The answer to that second question is definitely yes! There is no denying that a well-designed panel speaker offers a balance of virtues and presentation that’s distinctly different to even the best boxes. Dipole designs (and most panels are dipoles) drive a room quite differently, while the absence of an acoustic enclosure produces if not an absence of colouration, then colourations that tend to be different in nature and influence. Those two factors alone mean that panel designs offer a real alternative to box-speakers, an alternative that is for some listeners, hard to forego.
So, what did happen?
Panel speakers are essentially simple devices. Gayle Sanders built the first Martin Logans in his garage from off the shelf materials/components and clingfilm. The planar magnetic and ribbon drivers used by Magnepan and Apogee are even simpler: they don’t even require a power supply. But the ‘80s and early ‘90s, offered challenges too, especially in the technological field. They pre-dated the general availability of powerful neodymium magnets and, having watched the incredibly complex pattern of an Apogee bass diaphragm being hand cut with a craft-knife from Bacofoil, I find it slightly remarkable that any Apogee speakers were ever successfully manufactured. Combine the manufacturing and material issues with the design challenges, throw in a few manufacturer foibles and it’s not surprising that those early panels ultimately failed in the market, despite their initial popularity.
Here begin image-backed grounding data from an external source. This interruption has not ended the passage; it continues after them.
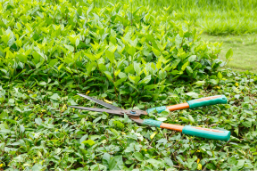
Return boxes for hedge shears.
[68,94,230,141]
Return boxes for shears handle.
[142,119,230,141]
[146,95,227,113]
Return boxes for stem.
[112,64,118,97]
[66,11,68,23]
[180,36,184,48]
[130,0,133,26]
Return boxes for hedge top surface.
[0,0,225,101]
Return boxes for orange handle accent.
[192,126,224,133]
[166,103,189,111]
[160,123,184,132]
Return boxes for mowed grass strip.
[201,34,257,73]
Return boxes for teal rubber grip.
[182,125,230,141]
[146,106,166,114]
[142,119,163,127]
[187,95,227,109]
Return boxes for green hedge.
[0,0,226,101]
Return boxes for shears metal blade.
[68,94,147,119]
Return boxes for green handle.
[146,95,227,114]
[141,119,230,141]
[187,95,227,109]
[146,106,166,114]
[142,119,162,127]
[182,125,230,141]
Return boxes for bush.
[0,0,224,101]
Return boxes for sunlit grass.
[201,34,257,73]
[96,0,257,10]
[94,0,257,35]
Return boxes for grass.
[95,0,257,35]
[201,34,257,73]
[97,0,257,10]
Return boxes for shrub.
[0,0,224,100]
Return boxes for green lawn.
[201,34,257,73]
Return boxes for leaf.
[114,78,127,87]
[171,70,182,75]
[150,131,157,139]
[90,164,106,171]
[118,72,127,79]
[242,121,251,127]
[152,47,160,56]
[75,38,80,47]
[163,6,170,11]
[226,48,233,60]
[236,160,245,169]
[103,153,110,163]
[20,125,25,133]
[194,81,205,87]
[188,55,197,62]
[206,163,216,170]
[125,82,139,92]
[35,118,42,125]
[104,99,113,104]
[80,135,88,144]
[158,70,167,80]
[105,50,115,63]
[69,35,80,47]
[186,92,199,98]
[82,139,95,146]
[58,63,64,70]
[134,62,141,75]
[84,52,96,61]
[164,157,173,167]
[156,117,167,121]
[68,98,78,105]
[188,114,195,123]
[197,163,202,170]
[133,152,144,161]
[186,66,193,74]
[38,81,47,86]
[104,71,113,81]
[170,59,181,69]
[113,121,124,129]
[126,45,136,56]
[125,64,135,74]
[156,56,165,69]
[48,59,58,67]
[209,79,218,85]
[139,75,151,85]
[179,117,189,122]
[32,164,43,171]
[108,158,117,170]
[181,61,190,71]
[87,4,94,15]
[147,159,164,169]
[128,75,140,84]
[217,72,222,79]
[50,93,60,100]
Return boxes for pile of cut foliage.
[0,70,257,170]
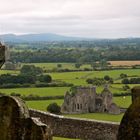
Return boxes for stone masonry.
[30,109,119,140]
[61,86,120,114]
[0,42,6,68]
[0,96,52,140]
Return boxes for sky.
[0,0,140,38]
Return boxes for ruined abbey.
[61,86,120,114]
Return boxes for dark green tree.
[47,103,61,114]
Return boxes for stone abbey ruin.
[1,42,140,139]
[0,42,6,68]
[61,86,120,114]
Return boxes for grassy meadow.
[0,62,139,123]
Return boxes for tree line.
[9,43,140,63]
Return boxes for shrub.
[120,73,127,79]
[104,75,110,81]
[122,78,129,84]
[47,103,61,114]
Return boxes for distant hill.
[0,33,140,43]
[0,33,87,42]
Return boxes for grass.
[49,69,140,86]
[0,87,69,97]
[0,84,137,97]
[26,95,132,122]
[22,63,77,70]
[26,99,124,122]
[26,96,132,112]
[0,65,137,123]
[23,61,140,70]
[26,99,63,111]
[114,96,131,108]
[27,98,124,122]
[65,113,123,122]
[0,69,19,75]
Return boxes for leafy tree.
[86,78,106,86]
[86,78,93,84]
[20,65,43,76]
[57,64,62,68]
[123,85,130,91]
[120,73,127,79]
[75,63,81,69]
[104,75,111,81]
[39,75,52,83]
[47,103,61,114]
[91,62,98,70]
[122,78,129,84]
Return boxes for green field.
[26,95,131,122]
[0,69,19,75]
[22,63,91,70]
[0,87,69,97]
[26,96,131,112]
[26,99,63,111]
[0,64,137,123]
[0,83,138,96]
[26,99,124,122]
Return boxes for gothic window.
[80,104,82,109]
[77,104,79,109]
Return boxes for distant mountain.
[0,33,88,42]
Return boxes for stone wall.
[0,96,52,140]
[30,109,119,140]
[118,86,140,139]
[0,42,6,68]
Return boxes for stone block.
[0,43,6,68]
[131,86,140,103]
[0,96,52,140]
[118,96,140,139]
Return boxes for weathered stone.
[30,109,119,140]
[24,118,52,140]
[118,96,140,139]
[131,86,140,103]
[0,96,29,140]
[0,42,6,68]
[61,86,120,114]
[0,96,52,140]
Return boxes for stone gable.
[61,86,120,114]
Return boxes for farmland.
[22,61,140,70]
[109,61,140,66]
[0,62,139,123]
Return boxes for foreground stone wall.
[30,109,119,140]
[0,96,52,140]
[118,86,140,139]
[0,42,6,68]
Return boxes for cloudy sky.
[0,0,140,38]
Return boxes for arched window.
[77,104,79,109]
[80,104,82,109]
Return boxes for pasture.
[0,63,138,123]
[109,61,140,66]
[26,96,131,112]
[0,87,69,97]
[23,61,140,70]
[26,96,131,122]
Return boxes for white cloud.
[0,0,140,38]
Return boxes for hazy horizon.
[0,0,140,38]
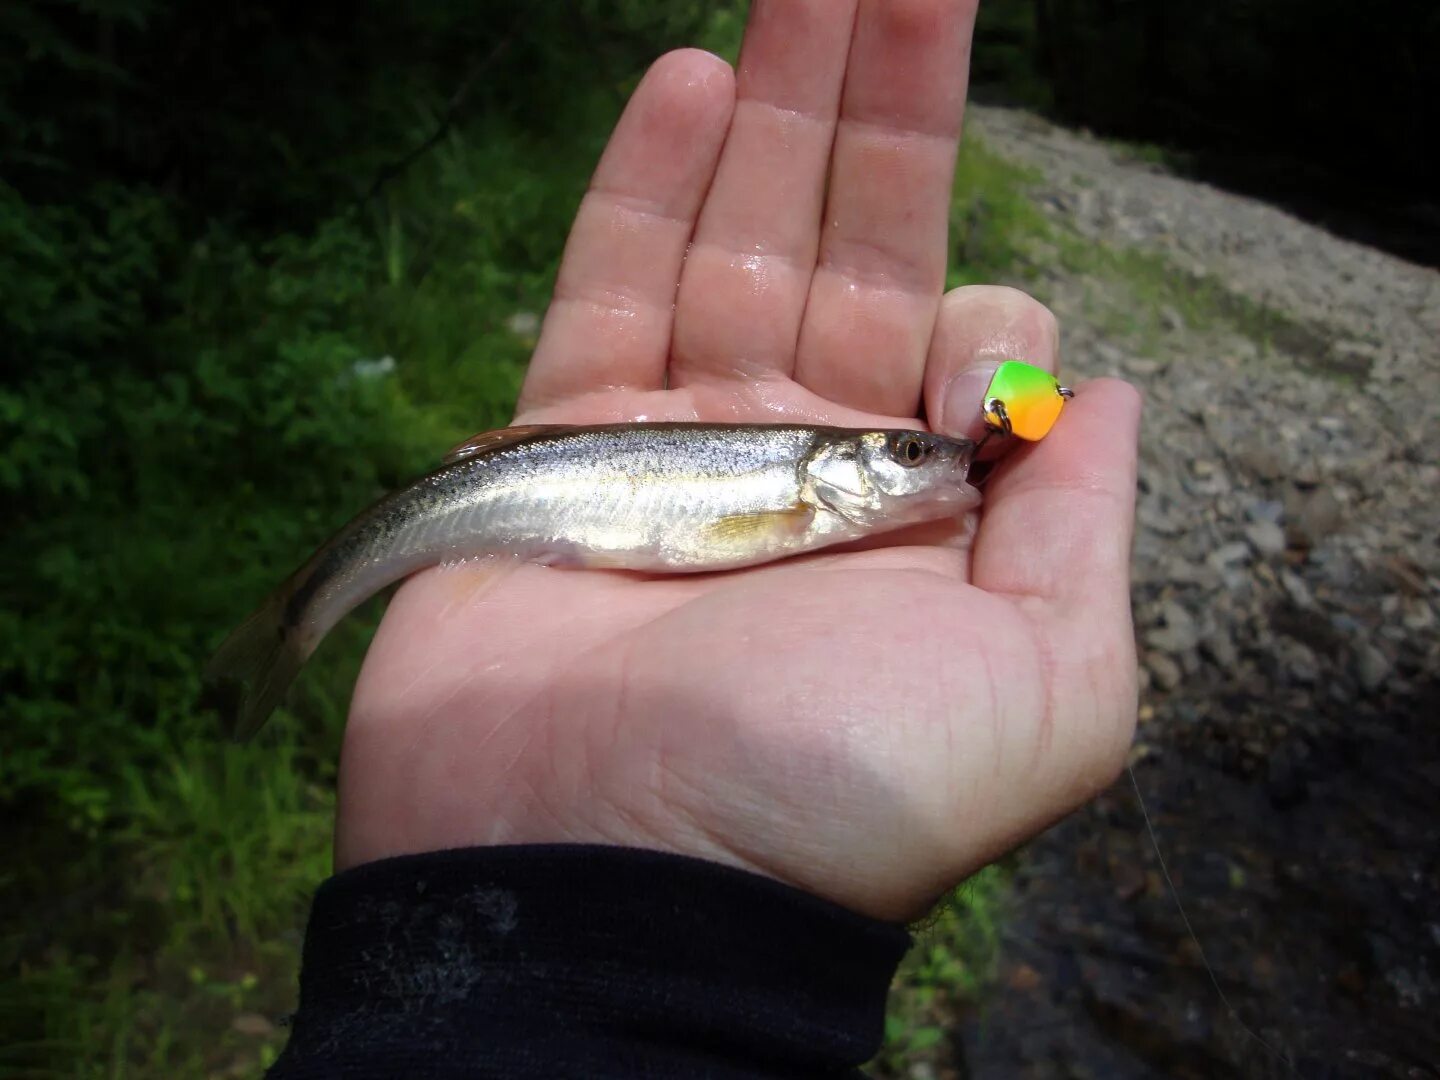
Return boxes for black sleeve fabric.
[267,844,911,1079]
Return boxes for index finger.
[518,51,735,412]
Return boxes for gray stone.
[1281,570,1317,610]
[1146,651,1184,691]
[1201,627,1240,668]
[1279,639,1320,684]
[1245,499,1286,525]
[1208,541,1252,569]
[1402,602,1436,633]
[1245,520,1288,556]
[1123,356,1164,378]
[1354,644,1391,692]
[1146,600,1201,654]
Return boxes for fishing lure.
[980,359,1075,443]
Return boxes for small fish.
[204,423,979,740]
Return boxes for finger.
[518,50,735,412]
[923,285,1060,445]
[670,0,858,386]
[970,378,1141,616]
[794,0,978,416]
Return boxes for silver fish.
[204,423,979,739]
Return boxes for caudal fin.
[202,592,308,742]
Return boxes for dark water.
[957,681,1440,1078]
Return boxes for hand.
[336,0,1140,923]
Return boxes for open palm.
[338,0,1140,922]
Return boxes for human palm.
[338,0,1140,922]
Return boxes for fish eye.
[893,433,929,467]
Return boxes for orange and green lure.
[981,360,1075,442]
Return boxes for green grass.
[946,142,1333,373]
[949,138,1050,288]
[2,107,603,1080]
[1048,234,1342,375]
[874,868,1007,1076]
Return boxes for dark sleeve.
[267,844,911,1079]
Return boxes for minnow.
[204,423,980,740]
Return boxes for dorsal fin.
[442,425,572,465]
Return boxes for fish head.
[803,430,979,527]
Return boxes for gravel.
[946,105,1440,1079]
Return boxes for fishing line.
[1127,764,1298,1074]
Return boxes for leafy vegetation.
[873,869,1006,1078]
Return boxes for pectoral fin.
[702,505,814,542]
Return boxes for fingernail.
[940,362,1000,437]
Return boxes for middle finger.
[670,0,859,387]
[794,0,978,417]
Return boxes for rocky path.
[947,106,1440,1079]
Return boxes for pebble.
[505,310,540,337]
[1123,356,1164,377]
[231,1013,275,1037]
[1402,601,1435,633]
[1354,644,1391,692]
[1146,600,1201,654]
[1245,519,1288,556]
[1287,487,1345,548]
[1281,570,1317,610]
[1278,639,1320,684]
[1201,627,1240,667]
[1208,541,1252,568]
[1146,651,1184,691]
[1245,499,1286,525]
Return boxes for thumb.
[971,377,1142,617]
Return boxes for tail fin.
[202,591,309,742]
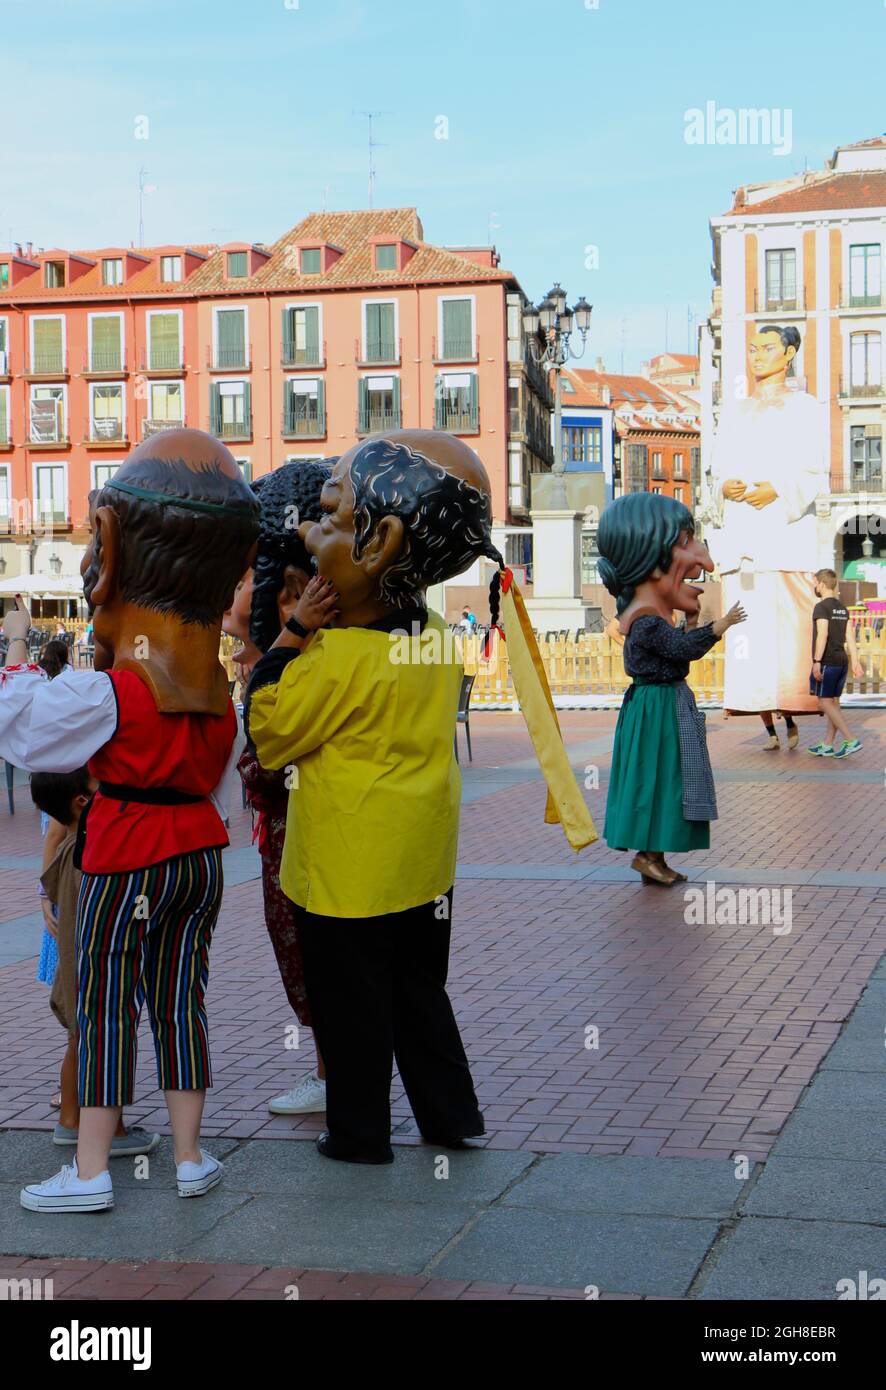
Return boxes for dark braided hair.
[348,437,498,609]
[249,460,334,652]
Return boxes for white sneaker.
[176,1151,223,1198]
[268,1072,327,1115]
[20,1157,113,1213]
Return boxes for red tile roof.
[0,210,514,303]
[650,353,698,368]
[726,170,886,216]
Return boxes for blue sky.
[2,0,884,369]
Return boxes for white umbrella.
[0,572,84,599]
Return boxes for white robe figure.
[705,389,829,713]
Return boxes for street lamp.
[49,553,62,577]
[524,282,594,507]
[0,555,6,576]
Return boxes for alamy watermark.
[684,102,792,157]
[684,882,793,936]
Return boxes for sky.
[2,0,885,371]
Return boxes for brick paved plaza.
[1,708,884,1299]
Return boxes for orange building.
[0,209,552,579]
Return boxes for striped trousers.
[75,849,223,1107]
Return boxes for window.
[31,317,64,374]
[375,244,397,271]
[93,462,120,490]
[210,381,251,440]
[145,381,183,435]
[44,260,65,289]
[148,312,181,370]
[0,317,7,374]
[358,376,400,433]
[673,452,685,477]
[440,298,474,360]
[89,314,123,372]
[91,384,124,441]
[0,465,10,529]
[651,485,663,495]
[235,458,253,484]
[214,308,247,368]
[851,425,882,490]
[284,379,325,436]
[300,248,321,274]
[282,305,321,366]
[849,244,881,307]
[0,387,9,445]
[30,386,65,443]
[227,251,247,279]
[652,451,664,477]
[160,255,182,283]
[435,372,478,433]
[0,263,9,289]
[562,426,602,468]
[364,302,397,362]
[765,249,797,309]
[674,486,684,505]
[35,464,67,524]
[102,258,123,286]
[850,332,882,391]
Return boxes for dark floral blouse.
[623,615,720,683]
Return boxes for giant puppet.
[598,492,746,886]
[0,429,259,1214]
[705,325,829,720]
[244,429,596,1164]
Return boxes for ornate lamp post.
[523,285,593,507]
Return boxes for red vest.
[83,669,236,874]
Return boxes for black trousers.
[298,892,484,1158]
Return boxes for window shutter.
[217,310,244,364]
[470,372,479,426]
[358,378,367,429]
[0,391,6,439]
[392,376,401,425]
[34,319,62,366]
[304,307,320,361]
[243,382,251,430]
[92,317,121,370]
[316,379,325,430]
[442,299,472,355]
[150,313,179,365]
[210,384,220,434]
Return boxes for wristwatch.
[285,617,310,639]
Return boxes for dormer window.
[160,255,182,283]
[375,244,397,271]
[301,249,321,275]
[227,251,247,279]
[0,263,8,289]
[45,260,66,289]
[102,258,123,286]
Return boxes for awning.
[0,573,84,599]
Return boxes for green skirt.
[604,684,709,853]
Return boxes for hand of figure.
[712,603,747,637]
[812,661,822,680]
[2,595,31,643]
[722,479,747,501]
[41,901,59,939]
[743,481,778,509]
[290,576,340,631]
[853,662,864,679]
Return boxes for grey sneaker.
[268,1072,327,1115]
[53,1125,161,1157]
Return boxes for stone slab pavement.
[0,709,884,1298]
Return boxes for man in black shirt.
[808,569,863,757]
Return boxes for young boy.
[30,769,160,1158]
[807,569,864,758]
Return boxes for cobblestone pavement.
[1,708,883,1298]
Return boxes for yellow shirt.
[247,611,463,918]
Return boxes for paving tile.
[698,1218,886,1301]
[500,1153,748,1218]
[744,1156,886,1224]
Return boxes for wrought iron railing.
[357,407,401,435]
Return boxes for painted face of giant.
[749,329,795,387]
[299,430,494,610]
[652,530,714,617]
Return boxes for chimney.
[641,359,650,378]
[14,243,22,257]
[595,356,605,373]
[602,386,612,405]
[26,241,33,258]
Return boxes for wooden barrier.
[460,627,886,705]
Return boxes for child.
[598,492,746,886]
[807,569,864,758]
[30,769,160,1157]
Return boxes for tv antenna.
[354,110,388,209]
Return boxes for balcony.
[211,415,253,442]
[281,339,326,369]
[356,338,401,367]
[753,288,805,314]
[140,349,184,375]
[88,417,126,445]
[356,407,401,436]
[208,345,252,372]
[84,350,126,377]
[435,404,479,435]
[523,348,553,406]
[839,376,885,401]
[432,336,478,365]
[830,469,884,494]
[142,418,184,438]
[839,286,883,311]
[25,351,67,379]
[282,410,325,440]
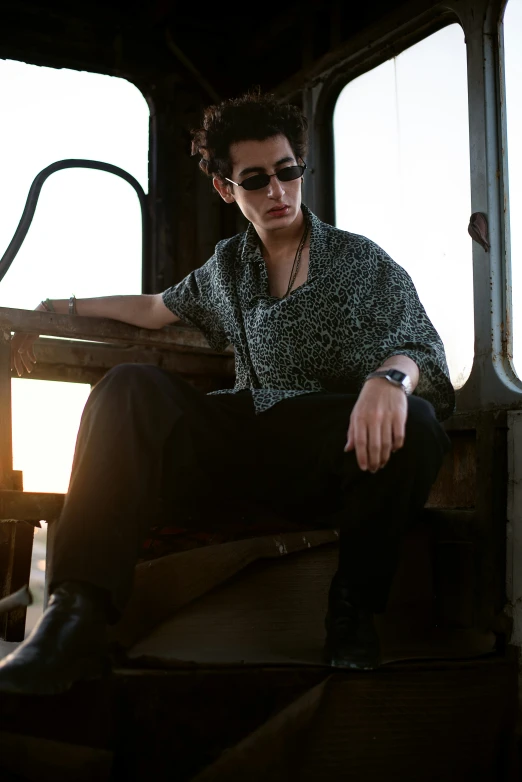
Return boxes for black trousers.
[49,365,450,618]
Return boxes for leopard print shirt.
[162,205,455,420]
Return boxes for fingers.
[347,412,385,472]
[344,419,354,452]
[20,348,36,374]
[351,418,370,472]
[12,346,24,377]
[366,416,382,472]
[345,402,407,472]
[11,335,38,377]
[392,414,406,453]
[379,419,393,468]
[11,338,24,377]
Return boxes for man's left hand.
[344,378,408,472]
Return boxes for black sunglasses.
[226,163,306,192]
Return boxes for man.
[0,90,453,694]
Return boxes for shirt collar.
[240,222,264,265]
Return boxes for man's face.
[214,135,304,233]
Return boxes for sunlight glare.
[12,379,91,493]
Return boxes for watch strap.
[365,369,413,395]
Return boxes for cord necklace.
[283,218,310,299]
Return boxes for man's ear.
[213,177,236,203]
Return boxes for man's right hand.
[11,293,181,377]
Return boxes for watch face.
[387,369,406,383]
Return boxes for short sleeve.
[162,255,230,353]
[366,242,455,421]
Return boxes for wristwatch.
[365,368,413,395]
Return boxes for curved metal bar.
[0,159,149,290]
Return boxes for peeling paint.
[501,310,513,362]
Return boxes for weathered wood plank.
[0,490,64,522]
[0,330,13,490]
[23,337,235,380]
[0,306,234,354]
[0,330,15,640]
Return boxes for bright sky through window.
[334,24,473,390]
[0,61,149,493]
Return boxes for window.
[0,61,148,634]
[334,24,472,388]
[0,60,148,311]
[0,60,149,494]
[503,1,522,377]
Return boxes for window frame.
[498,1,517,384]
[299,0,521,413]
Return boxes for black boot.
[0,582,111,695]
[323,575,381,670]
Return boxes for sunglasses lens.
[242,174,270,191]
[239,165,305,191]
[277,165,305,182]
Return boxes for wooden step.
[0,655,518,782]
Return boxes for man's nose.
[267,175,285,198]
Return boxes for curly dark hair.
[191,89,308,183]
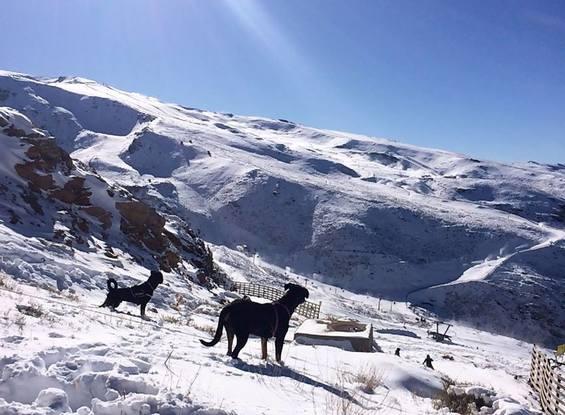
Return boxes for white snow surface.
[0,272,544,415]
[0,70,560,413]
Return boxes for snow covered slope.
[0,271,543,415]
[0,70,563,347]
[0,106,227,294]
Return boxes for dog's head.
[150,270,164,285]
[283,283,309,304]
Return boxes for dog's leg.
[231,333,249,360]
[275,336,284,362]
[226,327,234,356]
[261,338,268,360]
[140,303,148,319]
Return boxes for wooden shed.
[294,319,375,352]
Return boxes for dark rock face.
[13,137,91,213]
[82,206,112,230]
[117,201,166,238]
[116,200,171,266]
[14,137,72,192]
[51,177,91,205]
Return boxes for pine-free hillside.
[0,107,227,292]
[0,70,563,347]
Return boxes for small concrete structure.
[294,319,374,352]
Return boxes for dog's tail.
[107,278,118,291]
[199,308,227,347]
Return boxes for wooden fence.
[529,346,565,415]
[233,282,321,319]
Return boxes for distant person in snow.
[423,354,434,369]
[395,347,401,357]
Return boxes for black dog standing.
[200,283,310,362]
[100,270,164,318]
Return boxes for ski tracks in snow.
[414,222,565,292]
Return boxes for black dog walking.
[200,283,310,362]
[100,270,164,317]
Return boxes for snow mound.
[384,365,443,398]
[34,388,70,413]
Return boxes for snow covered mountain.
[0,106,227,294]
[0,70,563,347]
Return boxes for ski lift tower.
[427,321,453,343]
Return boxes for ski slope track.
[0,69,563,351]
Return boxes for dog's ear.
[304,288,309,298]
[284,283,292,291]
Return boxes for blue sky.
[2,0,564,163]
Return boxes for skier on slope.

The early Apogees were ruinously hard to drive and inefficient, later models barely any better. Martin Logan struggled to generate sufficient, convincing bass from its pure electrostatics and never really cracked the integration issues of their hybrid designs. Magneplanar’s pricing policy, selling abroad to regional distributors at US trade, made the products astonishingly expensive in overseas markets. Throw-in a convoluted legal battle between Magneplanar and Apogee over the former’s patent on their ribbon tweeter design along with the fact that panels like the sort of space found in larger American homes and it’s hardly surprising that Apogee faced financial hardship, Magneplanar retreated to the US market and Martin Logan gravitated towards the Home Theatre and installation market. By the time they finally cracked the issue of generating convincing low-frequencies from an all-electrostatic design with the innovative and mightily impressive CLX (still arguably one of the most affordable, genuinely high-end bargains on the second-hand market) the market had moved on and high-end panels had been left behind.